AI Coding Assistants

Rude welcomes contributions that involve AI coding assistants (Claude, Codex, Cursor, Copilot, and similar tools). This page documents how to use them responsibly so the project stays healthy.

This guidance complements the general Contributing guide – all standard rules still apply.

Process

AI-assisted changes go through the same pipeline as any other contribution:

  • Development setup: see Contributing for Python, Rust, and uv requirements.

  • Code style: enforced by ruff and clippy, runnable via make check.

  • Tests: make test.

Open a pull request when make check && make test passes locally.

Commit conventions

Commit messages follow Conventional Commits v1.0.0. The subject line stays under 50 characters; the body wraps at 72. Examples already in the repo:

  • feat: add F-code severity overrides

  • fix(analyzer): handle __future__ imports

  • refactor(scope): simplify binding lookup

Human responsibility

An AI assistant is a tool, not a contributor. The human who submits a patch is responsible for:

  • Review – reading every line of generated code and understanding it.

  • Verification – running make check && make test and confirming the output, not just trusting the assistant’s “all green” claim.

  • Licensing – Rude is MIT-licensed; contributions must be compatible.

  • Commit message and PR description – these must accurately describe the change and the human’s understanding of it.

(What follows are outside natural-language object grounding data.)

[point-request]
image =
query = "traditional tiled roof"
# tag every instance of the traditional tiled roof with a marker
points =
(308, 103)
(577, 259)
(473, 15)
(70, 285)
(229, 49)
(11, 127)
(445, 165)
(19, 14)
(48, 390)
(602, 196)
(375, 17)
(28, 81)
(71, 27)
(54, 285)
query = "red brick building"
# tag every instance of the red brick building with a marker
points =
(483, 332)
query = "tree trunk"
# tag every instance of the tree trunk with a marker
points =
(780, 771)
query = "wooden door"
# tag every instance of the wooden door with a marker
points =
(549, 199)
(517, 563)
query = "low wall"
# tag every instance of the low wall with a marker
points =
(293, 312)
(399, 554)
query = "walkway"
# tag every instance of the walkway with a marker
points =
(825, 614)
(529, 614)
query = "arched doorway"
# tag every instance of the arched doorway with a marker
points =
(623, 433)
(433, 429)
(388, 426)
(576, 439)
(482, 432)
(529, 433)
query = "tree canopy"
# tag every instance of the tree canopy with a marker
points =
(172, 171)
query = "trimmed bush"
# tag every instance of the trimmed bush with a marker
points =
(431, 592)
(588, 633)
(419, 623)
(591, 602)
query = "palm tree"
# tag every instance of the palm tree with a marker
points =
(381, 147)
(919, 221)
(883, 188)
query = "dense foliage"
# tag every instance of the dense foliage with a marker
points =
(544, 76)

Don’t ship code you can’t explain.

Attribution

When an AI tool materially contributed to a patch, add an Assisted-by trailer at the end of the commit message:

Assisted-by: AGENT_NAME:MODEL_VERSION [TOOL1] [TOOL2]

Where:

  • AGENT_NAME is the AI tool or framework (Claude, Codex, Cursor…).

  • MODEL_VERSION is the specific model (claude-opus-4-7, gpt-5…).

  • [TOOL1] [TOOL2] are optional specialized analysis tools used (e.g., ruff, mypy, clippy). Basic development tools (git, uv, cargo, make, editors) are not listed.

Full example:

feat(rules): add E999 catch-all for syntax errors

Fall back to a generic diagnostic when tree-sitter reports ERROR nodes
that don't match any existing rule, so users get actionable output
instead of silent skips.

Assisted-by: Claude:claude-opus-4-7 ruff

Prohibited behaviors

AI agents must not:

  • Set Author: or Committer: fields. These identify the human responsible for the contribution. Use Assisted-by instead.

  • Add Signed-off-by: on behalf of anyone. Rude does not currently require a DCO, but authorship signatures must reflect real humans.

  • Embed session metadata. Internal agent IDs, reasoning chains, memory dumps, or harness-specific trailers don’t belong in commit messages, PR descriptions, or committed files.

  • Act without authorization. Opening issues, PRs, or comments on Rude’s GitHub without explicit permission from the submitter is not OK.

Why this exists

AI tools scale quickly – small quality problems become large ones fast. By being explicit about attribution and human responsibility, Rude keeps a clear audit trail of what AI contributed, while making sure contributions still go through a human who understands them.